> I don't miss perls halfarsed function args.

You mean you don't like writing things like...

    sub foo {
        my ($a, $b, $c) = shift;

?

Indeed!

It just grinds my gears that _I_ need to check to see if the caller has given me all the required bits. That seems like something the language should do.

I understand that it does give you a lot of flexibility, but Hnnnnnnnnn

(from what I recall object oriented perl doesn't give you this flexibility, but I'm not sure, as I never really did it. )

Object oriented perl gives you exactly the same flexibility.

If you have a module called "My::Module", and you call "My::Module->some_method", then you'd implement that like:

    sub some_method {
        my ($pkg, @args) = @_;
i.e. the module gets passed (as a string) as the first argument. You can then call

    $pkg->some_other_method;
And similarly, if you have an object "$foo" you would call it like "$foo->some_other_method" and implement it as:

    sub some_method {
        my ($self, @args) = @_;
i.e. the object gets passed as the first argument. And you can call "$self->some_other_method" with it.

A minimal class is just:

    package My::Module;

    sub new {
        my ($pkg, %opts) = @_;

        my $self = bless \%opts, $pkg;

        return $self;
    }

    1;
Don't let them tell you you need Moo or Moose or Mouse or fields.pm. Hand-rolled objects is the way :)

  Yes, I hate to write

  sub foo($$$) {
    my ($a, $b, $c) = @_;
  }
Where @_ is array of arguments, and ($$$) is function prototype (3 scalars are expected).

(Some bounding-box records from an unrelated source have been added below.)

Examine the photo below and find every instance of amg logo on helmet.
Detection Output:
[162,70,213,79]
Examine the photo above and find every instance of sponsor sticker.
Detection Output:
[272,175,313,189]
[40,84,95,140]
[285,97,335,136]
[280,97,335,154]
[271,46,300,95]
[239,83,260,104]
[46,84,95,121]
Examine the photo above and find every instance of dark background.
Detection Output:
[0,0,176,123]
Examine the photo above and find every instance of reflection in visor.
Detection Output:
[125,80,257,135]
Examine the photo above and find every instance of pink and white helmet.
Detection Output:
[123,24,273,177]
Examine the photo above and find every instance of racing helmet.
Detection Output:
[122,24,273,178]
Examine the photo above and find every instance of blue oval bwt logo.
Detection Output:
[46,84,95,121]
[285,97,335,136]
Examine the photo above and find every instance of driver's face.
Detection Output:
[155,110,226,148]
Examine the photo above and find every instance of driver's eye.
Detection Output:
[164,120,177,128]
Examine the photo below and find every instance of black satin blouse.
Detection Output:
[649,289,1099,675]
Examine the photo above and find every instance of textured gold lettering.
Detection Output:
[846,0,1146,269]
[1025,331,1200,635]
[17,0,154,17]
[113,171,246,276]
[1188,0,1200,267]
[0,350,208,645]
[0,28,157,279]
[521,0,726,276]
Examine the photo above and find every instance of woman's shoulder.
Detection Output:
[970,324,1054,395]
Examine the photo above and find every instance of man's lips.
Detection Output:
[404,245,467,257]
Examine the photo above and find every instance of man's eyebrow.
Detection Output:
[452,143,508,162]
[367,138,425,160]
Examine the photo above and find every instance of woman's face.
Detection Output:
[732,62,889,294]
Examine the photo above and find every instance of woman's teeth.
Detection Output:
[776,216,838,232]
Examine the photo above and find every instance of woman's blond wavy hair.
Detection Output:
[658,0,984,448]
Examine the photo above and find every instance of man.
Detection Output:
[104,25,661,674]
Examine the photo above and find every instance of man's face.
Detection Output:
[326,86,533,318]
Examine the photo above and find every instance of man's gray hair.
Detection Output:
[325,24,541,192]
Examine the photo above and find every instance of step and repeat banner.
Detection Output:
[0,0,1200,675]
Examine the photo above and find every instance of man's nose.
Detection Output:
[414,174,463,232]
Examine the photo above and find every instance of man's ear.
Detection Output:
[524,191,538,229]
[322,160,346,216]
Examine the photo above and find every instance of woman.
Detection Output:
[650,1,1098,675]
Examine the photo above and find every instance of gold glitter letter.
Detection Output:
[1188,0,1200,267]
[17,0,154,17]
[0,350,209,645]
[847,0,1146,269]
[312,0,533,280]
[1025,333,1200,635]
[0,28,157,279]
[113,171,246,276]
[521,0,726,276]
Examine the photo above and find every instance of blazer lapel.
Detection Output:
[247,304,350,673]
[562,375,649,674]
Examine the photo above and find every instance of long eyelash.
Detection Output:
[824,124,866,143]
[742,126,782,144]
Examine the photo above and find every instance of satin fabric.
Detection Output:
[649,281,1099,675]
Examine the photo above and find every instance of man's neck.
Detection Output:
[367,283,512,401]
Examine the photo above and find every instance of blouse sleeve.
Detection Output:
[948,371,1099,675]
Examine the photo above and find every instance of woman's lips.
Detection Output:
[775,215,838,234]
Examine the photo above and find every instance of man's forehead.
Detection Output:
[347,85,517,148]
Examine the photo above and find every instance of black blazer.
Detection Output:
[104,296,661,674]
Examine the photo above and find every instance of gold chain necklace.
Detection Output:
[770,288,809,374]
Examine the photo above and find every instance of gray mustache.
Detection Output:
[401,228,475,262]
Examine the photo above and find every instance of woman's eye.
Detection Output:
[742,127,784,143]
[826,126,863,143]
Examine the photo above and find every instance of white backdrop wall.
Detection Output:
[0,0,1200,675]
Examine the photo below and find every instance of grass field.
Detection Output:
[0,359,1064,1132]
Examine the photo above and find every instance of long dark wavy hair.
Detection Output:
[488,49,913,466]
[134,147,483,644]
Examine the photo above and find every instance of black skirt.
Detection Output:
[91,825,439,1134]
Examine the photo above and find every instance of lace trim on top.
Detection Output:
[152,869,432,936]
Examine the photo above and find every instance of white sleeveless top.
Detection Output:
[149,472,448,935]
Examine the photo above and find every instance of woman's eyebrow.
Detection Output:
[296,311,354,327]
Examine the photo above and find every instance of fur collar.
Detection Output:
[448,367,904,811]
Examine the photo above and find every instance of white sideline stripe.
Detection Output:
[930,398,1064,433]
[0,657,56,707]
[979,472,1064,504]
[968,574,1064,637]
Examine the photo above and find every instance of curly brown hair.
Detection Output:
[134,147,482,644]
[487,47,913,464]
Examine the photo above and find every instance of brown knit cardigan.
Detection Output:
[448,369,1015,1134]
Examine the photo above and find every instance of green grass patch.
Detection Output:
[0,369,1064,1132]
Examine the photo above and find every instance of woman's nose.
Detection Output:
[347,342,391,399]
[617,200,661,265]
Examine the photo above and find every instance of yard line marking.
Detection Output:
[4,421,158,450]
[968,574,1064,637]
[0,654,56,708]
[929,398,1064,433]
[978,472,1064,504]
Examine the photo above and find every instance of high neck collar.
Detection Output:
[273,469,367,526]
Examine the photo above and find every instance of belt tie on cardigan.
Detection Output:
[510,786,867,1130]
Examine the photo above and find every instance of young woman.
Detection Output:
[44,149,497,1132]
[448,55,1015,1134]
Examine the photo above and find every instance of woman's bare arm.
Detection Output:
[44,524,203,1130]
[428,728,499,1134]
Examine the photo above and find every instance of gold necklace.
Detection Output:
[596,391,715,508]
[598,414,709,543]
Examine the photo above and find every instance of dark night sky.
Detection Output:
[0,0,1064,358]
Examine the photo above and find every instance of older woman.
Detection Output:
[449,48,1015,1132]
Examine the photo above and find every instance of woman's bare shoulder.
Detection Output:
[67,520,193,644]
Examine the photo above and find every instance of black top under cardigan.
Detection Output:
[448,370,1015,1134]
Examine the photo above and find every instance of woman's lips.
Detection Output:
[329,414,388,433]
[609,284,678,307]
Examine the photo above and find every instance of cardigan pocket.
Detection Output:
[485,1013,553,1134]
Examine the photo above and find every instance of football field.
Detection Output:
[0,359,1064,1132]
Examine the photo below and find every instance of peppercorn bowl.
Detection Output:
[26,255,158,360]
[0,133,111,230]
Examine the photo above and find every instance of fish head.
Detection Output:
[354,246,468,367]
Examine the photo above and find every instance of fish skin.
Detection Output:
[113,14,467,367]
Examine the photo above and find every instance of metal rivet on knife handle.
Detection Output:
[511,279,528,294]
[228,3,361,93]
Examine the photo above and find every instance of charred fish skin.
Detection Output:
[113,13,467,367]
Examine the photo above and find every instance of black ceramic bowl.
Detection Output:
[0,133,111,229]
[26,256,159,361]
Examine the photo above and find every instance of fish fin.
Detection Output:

Perl has subroutine signatures now. You can write

sub foo ($x, $y, $x) { ...}

It's just syntactic sugar, so you still can't pass in multiple lists, and the list must be the final parameter.

[deleted]

Not sure if you've deliberately put in two bugs there haha

1. shift only shifts off the first element.

2. (if classify this as a bug) using $a and $b are frowned upon because they're the default variables when using sort.

Oh wow I had forgotten about default variables. Such a lovely and inscrutable idea.

Ha, (1.) was deliberate but I'd forgotten (2.)

Yeah, you probably want

  my ($x, $y, $z) = @shift;
:-D

For reference:

Valid is either

   sub () {
     my ($x, $y, $z) = @_;
or

   sub ($x, $y, $z) {

I should have said

  my ($x, $y, $z) = @$_[0];
but I was making a joke.

If $_[0] is an array reference, @$_[0] becomes a list.

The joke was a reference to most wrong Perl programs being valid for something.

Hence the meme: "93% of Paint Splatters are Valid Perl Programs"

https://www.mcmillen.dev/sigbovik/

Why the empty prototype in the first alternative?

yeah, you could leave that out, but then I have to invent a name

Really? Anonymous subroutines/coderefs are defined with sub {} are they not?